Likewise, the $300 million bond package announced this week by Gov. John Baldacci proposes to invest in several areas to create jobs, improve the state’s infrastructure and reduce energy costs. All are necessary, and investing in these projects now sends the important message that Maine plans to be active in creating jobs and reducing energy costs rather than retrenching and hoping the economic storm passes.
The package, which would be broken into two parts to go to voters this November and in June 2010, includes nearly $128 million for transportation projects, $67.5 million for research and development and redevelopment of Brunswick Naval Air Station, and $43 million for the Land for Maine’s Future program and clean water and environmental protection.

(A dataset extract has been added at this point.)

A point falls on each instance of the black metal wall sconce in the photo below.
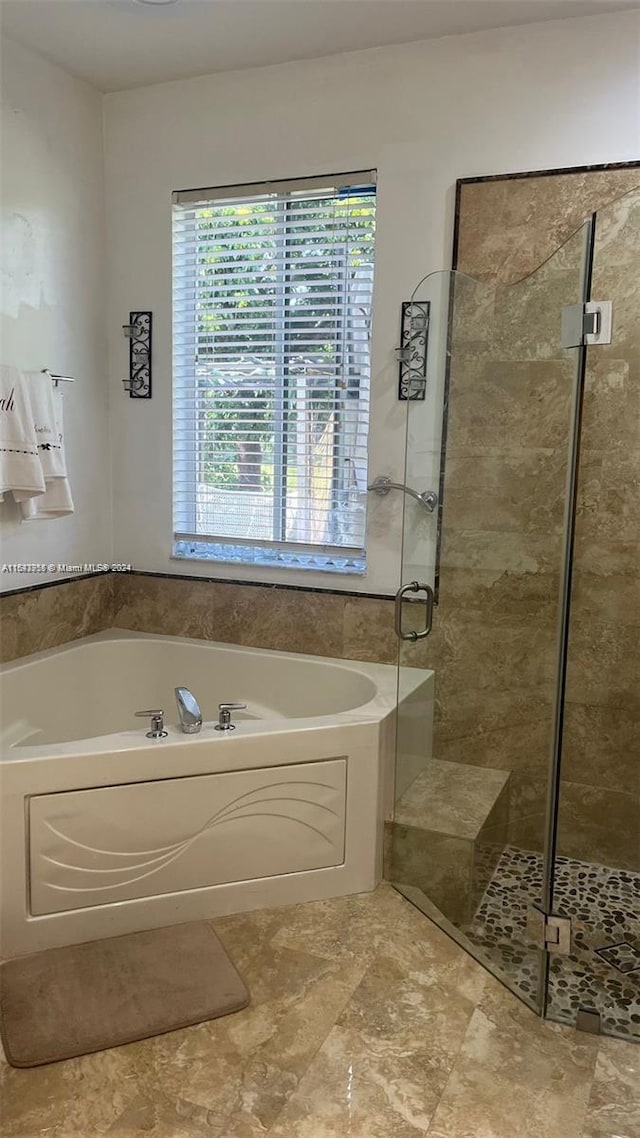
(412, 352)
(138, 331)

It also includes $52 million for the state’s universities, community colleges and Maine Maritime Academy for building improvements and energy conservation projects. Reducing campus energy use lowers a major cost, helping them adjust to lower state appropriations in the short-term and perhaps freeing money for other purposes in the long run.
Another $15.5 million would be devoted to energy conservation and the development of offshore wind power.
Many of the items in the bond package dovetail with the federal stimulus funding, which should enable Maine to build on the nearly $1 billion it is expected to receive. Investing in road construction, building renovation and energy efficiency upgrades now also makes sense because the prices of raw materials are much lower than in recent years.
Opponents of borrowing will argue that, with so much economic uncertainty, now is not the time to increase the state’s debt. The opposite is true because state borrowing and the investment it allows offer a way out of the recession. The news of layoffs in Baileyville and Wells this week is further evidence that Maine must diversify its economy.
Investments in research and development have paid large dividends to the state. Previous R&D investments have brought in $14 for every $1 invested, an impressive rate of return. In addition, Maine companies that receive state R&D investment are growing six times faster than the state economy as a whole. These companies also pay wages that are 25 percent higher than the state’s average per capita income. That is economic development.
“We believe bonds should be targeted with precision to stimulate job creation, improve Maine’s competitiveness and produce long-term infrastructure gains that will benefit Maine people for years to come.” That was the response from Republican legislative leaders to the governor’s bond proposal.
They have set the right standard, one which this package meets by targeting funds to areas that build on the money Maine is expected to get from the federal stimulus package while focusing on job creation.